Incentivado pela família e pelos comentários, Bergson lançou uma vaquinha online que arrecadou o valor necessário para recomprar Betano nessa quarta-feira (11). Agora, o cavalo vive em terreno próximo à casa do tutor, com pasto amplo, açude para se refrescar e liberdade para subir e descer serras – rotina que inclui aparecer no portão às 4h diariamente ao assobio de Bergson. “Ele não é um cavalo que vive preso”, enfatiza o dono, que já providenciou ração extra e melhorias no espaço.

Cavalos têm memória afetiva duradoura e lembram do dono antigo após a separação

Cavalos possuem memória afetiva duradoura, capaz de reconhecer donos mesmo após anos de separação, por meio de visão seletiva, olfato aguçado e associação de sons como assobios ou comandos familiares. Estudos e relatos indicam que eles reagem com excitação, relinchos ou proximidade física ao reencontrar figuras de confiança, como no caso recente de Betano em Maranguape, que percorreu 20 km para voltar ao tutor após cinco meses.
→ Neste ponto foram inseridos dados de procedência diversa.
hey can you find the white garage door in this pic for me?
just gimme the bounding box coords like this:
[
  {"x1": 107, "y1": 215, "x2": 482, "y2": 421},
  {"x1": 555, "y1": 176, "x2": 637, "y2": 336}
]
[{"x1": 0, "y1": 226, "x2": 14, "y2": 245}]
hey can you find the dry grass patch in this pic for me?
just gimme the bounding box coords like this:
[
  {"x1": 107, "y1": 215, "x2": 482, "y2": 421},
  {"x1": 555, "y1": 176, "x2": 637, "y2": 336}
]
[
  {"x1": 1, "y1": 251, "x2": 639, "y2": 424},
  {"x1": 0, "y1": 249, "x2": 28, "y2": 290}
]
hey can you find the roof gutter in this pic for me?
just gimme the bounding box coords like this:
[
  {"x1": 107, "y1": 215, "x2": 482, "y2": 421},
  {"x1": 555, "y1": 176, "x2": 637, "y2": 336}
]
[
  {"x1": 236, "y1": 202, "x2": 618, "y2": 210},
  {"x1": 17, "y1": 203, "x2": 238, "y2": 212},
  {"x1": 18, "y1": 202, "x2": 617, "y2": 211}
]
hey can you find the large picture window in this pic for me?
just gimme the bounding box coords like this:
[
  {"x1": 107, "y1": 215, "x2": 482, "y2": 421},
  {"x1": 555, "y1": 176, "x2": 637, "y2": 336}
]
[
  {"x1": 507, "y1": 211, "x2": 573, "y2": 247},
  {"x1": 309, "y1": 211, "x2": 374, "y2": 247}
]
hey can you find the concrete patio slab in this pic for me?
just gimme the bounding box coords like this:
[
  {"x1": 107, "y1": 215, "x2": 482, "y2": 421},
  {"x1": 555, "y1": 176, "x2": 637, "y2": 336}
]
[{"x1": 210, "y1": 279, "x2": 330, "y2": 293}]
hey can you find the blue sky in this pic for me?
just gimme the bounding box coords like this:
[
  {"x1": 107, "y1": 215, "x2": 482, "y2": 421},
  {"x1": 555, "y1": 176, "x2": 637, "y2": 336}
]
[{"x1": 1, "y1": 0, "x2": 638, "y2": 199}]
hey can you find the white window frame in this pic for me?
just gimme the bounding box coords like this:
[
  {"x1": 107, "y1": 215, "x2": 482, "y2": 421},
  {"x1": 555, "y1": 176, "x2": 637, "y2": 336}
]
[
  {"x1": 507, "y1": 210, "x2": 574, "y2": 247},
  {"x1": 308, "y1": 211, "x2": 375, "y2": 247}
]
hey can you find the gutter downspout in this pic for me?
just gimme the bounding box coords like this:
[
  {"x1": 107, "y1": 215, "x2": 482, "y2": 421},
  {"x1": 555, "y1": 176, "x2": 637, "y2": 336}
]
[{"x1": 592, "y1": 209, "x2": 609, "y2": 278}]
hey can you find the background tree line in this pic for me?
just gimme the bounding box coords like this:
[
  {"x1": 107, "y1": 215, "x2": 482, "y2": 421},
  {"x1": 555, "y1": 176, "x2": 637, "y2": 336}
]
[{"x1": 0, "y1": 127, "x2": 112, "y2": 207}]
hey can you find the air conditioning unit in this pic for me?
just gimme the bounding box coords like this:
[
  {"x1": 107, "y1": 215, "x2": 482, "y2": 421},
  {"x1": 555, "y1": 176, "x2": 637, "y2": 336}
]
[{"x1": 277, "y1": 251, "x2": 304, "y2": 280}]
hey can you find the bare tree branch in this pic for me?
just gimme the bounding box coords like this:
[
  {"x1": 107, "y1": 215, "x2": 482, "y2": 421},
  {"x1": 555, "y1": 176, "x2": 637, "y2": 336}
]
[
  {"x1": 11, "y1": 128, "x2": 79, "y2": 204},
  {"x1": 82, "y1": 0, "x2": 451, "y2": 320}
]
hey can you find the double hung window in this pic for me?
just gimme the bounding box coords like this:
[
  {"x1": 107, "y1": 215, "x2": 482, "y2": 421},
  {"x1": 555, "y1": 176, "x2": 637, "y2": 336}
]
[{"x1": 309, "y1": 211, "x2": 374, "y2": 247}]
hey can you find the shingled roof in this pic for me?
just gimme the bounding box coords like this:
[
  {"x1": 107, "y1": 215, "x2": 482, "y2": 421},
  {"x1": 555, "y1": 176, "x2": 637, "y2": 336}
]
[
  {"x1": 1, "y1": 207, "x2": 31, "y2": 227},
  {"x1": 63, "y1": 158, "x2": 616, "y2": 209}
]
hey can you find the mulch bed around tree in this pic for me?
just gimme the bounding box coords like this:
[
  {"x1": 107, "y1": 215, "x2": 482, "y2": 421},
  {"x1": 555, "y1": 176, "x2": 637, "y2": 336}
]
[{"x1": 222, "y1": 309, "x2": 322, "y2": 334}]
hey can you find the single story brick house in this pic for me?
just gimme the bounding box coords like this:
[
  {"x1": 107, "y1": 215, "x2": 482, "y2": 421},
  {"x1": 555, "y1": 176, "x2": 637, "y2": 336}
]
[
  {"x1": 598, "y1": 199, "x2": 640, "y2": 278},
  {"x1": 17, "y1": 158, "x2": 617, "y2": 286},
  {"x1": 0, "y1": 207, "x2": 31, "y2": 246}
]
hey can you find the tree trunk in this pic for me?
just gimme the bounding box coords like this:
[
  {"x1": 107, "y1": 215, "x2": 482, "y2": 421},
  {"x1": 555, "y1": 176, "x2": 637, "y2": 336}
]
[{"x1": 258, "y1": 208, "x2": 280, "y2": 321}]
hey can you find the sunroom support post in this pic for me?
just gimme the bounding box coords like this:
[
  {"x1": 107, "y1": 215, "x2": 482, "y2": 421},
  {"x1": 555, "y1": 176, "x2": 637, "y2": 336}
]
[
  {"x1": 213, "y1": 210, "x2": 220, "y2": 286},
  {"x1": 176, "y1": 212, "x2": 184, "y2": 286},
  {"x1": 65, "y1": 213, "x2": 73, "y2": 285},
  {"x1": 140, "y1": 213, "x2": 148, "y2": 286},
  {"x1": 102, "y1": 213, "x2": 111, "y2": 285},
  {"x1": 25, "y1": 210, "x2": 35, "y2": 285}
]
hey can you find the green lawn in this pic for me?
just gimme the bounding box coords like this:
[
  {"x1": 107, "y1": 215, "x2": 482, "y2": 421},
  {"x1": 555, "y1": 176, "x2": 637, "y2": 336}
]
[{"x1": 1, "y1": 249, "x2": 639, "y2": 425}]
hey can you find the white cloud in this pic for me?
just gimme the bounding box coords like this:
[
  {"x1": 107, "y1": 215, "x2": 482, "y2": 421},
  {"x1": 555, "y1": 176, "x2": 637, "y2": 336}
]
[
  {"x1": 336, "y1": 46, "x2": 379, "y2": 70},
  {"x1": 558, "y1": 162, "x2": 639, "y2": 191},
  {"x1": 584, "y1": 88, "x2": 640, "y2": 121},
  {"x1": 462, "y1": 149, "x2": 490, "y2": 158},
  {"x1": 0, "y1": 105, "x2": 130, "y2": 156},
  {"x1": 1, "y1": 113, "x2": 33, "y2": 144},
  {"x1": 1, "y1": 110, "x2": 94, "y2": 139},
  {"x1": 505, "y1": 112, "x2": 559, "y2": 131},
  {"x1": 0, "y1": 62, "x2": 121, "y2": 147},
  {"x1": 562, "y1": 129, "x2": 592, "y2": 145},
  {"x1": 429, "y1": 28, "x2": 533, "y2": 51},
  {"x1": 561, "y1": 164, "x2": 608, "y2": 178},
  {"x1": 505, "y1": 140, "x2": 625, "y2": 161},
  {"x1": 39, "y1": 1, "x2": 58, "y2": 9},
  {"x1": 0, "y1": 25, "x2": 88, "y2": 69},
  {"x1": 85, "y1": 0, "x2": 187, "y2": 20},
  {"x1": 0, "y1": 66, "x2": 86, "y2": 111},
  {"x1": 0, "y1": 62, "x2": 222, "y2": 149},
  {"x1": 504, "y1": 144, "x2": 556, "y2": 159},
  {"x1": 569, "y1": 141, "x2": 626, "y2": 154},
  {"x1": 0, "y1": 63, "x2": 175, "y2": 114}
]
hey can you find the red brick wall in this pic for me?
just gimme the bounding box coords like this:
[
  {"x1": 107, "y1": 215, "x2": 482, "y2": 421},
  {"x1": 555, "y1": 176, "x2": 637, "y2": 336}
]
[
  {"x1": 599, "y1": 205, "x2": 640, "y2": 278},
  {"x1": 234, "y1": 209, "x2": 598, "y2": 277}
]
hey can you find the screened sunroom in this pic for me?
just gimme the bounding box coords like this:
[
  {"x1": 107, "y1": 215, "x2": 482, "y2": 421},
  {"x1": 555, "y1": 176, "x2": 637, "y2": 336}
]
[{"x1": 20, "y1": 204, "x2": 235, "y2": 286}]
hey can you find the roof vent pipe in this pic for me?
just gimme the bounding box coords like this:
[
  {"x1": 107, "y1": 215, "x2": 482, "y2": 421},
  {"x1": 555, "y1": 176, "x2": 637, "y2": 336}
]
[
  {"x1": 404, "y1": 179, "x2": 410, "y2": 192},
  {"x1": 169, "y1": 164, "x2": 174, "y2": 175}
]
O apego surge de interações consistentes: cavalos jovens se conectam em semanas, enquanto adultos demandam paciência, vendo o dono como líder de “manada” que provê alimento, segurança e afeto. Gestos como esfregar a cabeça, lamber mãos ou cooperar em tarefas sinalizam essa lealdade, que persiste além da venda se o laço for forte.